Finalmente, o vermelho. Que cor seria o sangue da barata? Como pode ser sangue de barata, se ela atravessa avenidas furiosamente? A passos lentos a moça caminha até a ilha. Já não tem pressa, desfruta a sensação de possuir uma rua. Todos os carros parados, só por sua causa, por seu desejo poderiam matá-la. Pé após pé, as pedrinhas irregulares do asfalto passam desapercebidas sob a majestade humana. Viva às tecnologias que promovem a diminuição de impacto! Viva ao formato anatômico! Viva aos tênis com amortecedores que podem ser adquiridos pela bagatela de várias manhãs com sono! O pagamento é facilitado, pode ser feito em uma, duas, três vezes... a fim de que se prolonguem as manhãs  sem sonho. Mas como recompensa: as pedrinhas da irregularidade asfáltica passam desapercebidas. 
Para na ilha ao lado dos sacos de lixo. Procura a barata, não a encontra. Talvez tivesse desistido de atravessar tão inconseqüentemente e resolveu andar pela ilha até a faixa de pedestres para que fossem maiores as chances de sucesso. As baratas estão mais habituadas a fugir de pés, antes eles que as rodas. “Seriam sábias as bichinhas?”. Avaliou o despropósito de seus pensamentos e continuou a procurar. “Onde se enfiou a maldita? Não tenho todo tempo do mundo”. Agradou-lhe a idéia de “todo o tempo do mundo”, afinal que raios seria isso? Ninguém é capaz de dimensionar “todo o tempo do mundo”, é tempo que não cabe em alguém. Imaginou a barata chegando a si empurrando um pacote de presente como um laço rosado e dizendo: “Moça, toma pra você ‘todo o tempo do mundo’”. Mais despropósitos.
“Achei você!”.  Ela estava tentando descer a guia, arrastava-se na verticalidade que é domínio das baratas. Estivesse ela na horizontal e o pisão seria imediato. A moça temeu parecer ridícula tirando o tênis para executar seu propósito. Em casa, quando um inseto desses sobe pelas paredes, alguém desprovido do asco que ele costumeiramente  causa, saca logo a arma certeira para matá-lo. Tinha asco, mas também tinha ódio. Ia tirar o tênis.Olhou em volta para verificar se alguém a observava e viu o próximo ônibus. Tudo aquilo lhe parecia muito estranho já que o próximo ônibus só viria daqui a meia hora, meia barata ou meia vida.Os ponteiros dos velocímetros marcavam impiedosamente os cinco minutos. Daria tempo de matar a barata, correr para o ponto e não faltar, tudo estaria mediocremente em seu devido lugar: a barata na morte e a moça no ônibus.
Com o tênis na mão dá o primeiro golpe.A barata se enfia numa fenda existente na guia e sai ilesa. “Tudo culpa sua”, grita a moça que desesperada procura uma vareta ou qualquer coisa pontiaguda capaz de tirar a barata daquela fortaleza.
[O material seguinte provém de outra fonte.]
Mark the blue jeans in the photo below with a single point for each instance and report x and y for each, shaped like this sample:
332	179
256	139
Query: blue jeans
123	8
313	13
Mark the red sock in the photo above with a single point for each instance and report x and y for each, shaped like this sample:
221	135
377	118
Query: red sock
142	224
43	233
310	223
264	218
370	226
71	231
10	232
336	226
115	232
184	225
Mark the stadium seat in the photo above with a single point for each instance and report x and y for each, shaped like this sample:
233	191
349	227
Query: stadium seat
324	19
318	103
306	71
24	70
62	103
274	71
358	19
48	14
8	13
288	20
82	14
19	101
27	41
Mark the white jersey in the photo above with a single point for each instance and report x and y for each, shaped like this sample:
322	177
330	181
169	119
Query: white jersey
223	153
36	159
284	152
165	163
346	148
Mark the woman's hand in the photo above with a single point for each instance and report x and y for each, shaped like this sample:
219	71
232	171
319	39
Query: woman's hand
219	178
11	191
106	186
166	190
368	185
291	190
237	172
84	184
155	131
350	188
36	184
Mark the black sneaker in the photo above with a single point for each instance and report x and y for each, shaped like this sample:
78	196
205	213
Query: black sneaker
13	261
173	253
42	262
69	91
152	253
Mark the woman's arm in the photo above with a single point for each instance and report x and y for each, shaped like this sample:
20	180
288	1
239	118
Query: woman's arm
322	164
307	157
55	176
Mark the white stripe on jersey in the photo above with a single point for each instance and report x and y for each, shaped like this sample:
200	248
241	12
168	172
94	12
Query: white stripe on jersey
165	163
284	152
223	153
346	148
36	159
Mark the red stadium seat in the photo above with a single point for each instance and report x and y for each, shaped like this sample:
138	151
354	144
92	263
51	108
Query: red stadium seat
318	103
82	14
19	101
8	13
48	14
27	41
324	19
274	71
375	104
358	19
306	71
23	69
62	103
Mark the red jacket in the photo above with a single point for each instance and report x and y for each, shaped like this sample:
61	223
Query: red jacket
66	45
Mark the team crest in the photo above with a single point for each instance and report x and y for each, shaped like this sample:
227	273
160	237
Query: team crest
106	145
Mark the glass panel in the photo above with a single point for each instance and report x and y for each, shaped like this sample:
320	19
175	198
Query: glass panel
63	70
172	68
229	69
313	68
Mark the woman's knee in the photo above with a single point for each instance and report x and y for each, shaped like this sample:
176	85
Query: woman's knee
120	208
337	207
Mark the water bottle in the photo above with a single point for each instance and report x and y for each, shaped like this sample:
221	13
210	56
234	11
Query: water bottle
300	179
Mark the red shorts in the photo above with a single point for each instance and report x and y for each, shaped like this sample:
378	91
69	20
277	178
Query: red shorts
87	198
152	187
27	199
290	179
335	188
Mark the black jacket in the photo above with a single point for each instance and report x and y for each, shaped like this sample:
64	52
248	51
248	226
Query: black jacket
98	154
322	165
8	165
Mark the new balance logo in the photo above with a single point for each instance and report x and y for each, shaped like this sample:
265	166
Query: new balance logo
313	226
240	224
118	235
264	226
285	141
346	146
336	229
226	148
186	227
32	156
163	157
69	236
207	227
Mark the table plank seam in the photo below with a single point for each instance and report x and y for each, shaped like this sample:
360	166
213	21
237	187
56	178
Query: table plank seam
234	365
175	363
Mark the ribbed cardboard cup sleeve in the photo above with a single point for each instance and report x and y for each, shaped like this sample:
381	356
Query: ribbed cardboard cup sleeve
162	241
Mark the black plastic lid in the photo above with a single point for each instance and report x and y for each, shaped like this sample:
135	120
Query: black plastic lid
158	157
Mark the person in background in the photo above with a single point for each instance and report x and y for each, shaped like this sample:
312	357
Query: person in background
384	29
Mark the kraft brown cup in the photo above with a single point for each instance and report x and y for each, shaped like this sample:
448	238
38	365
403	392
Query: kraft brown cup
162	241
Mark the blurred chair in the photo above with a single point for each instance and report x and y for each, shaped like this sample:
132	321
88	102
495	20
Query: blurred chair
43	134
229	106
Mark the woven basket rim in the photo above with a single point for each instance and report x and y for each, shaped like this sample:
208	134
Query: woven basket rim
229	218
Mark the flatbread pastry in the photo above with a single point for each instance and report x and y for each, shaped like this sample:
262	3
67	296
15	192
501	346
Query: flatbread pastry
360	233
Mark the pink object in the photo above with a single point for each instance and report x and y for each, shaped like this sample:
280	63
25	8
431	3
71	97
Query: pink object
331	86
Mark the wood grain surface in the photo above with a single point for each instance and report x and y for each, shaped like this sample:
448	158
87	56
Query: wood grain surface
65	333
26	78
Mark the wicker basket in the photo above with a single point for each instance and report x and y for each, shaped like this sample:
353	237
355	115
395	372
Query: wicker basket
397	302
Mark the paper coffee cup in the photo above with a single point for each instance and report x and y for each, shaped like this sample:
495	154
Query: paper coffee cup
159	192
Abre um dos sacos de lixo e caça obstinadamente a arma eficaz. Sente um nó na garganta “malditos cinco minutinhos”. Chora. Encontra um palito de churrasco, volta-se para a barata e esta já ganhou a rua. O ônibus já passou pelo ponto. O carro também já passou por cima da barata bem no meio da rua. A moça passou a mão no saco de lixo, recostou a cabeça sobre ele, olhou para a pequena mancha que a barata deixou no asfalto e bocejou sussurrando “só mais cinco minutinhos”.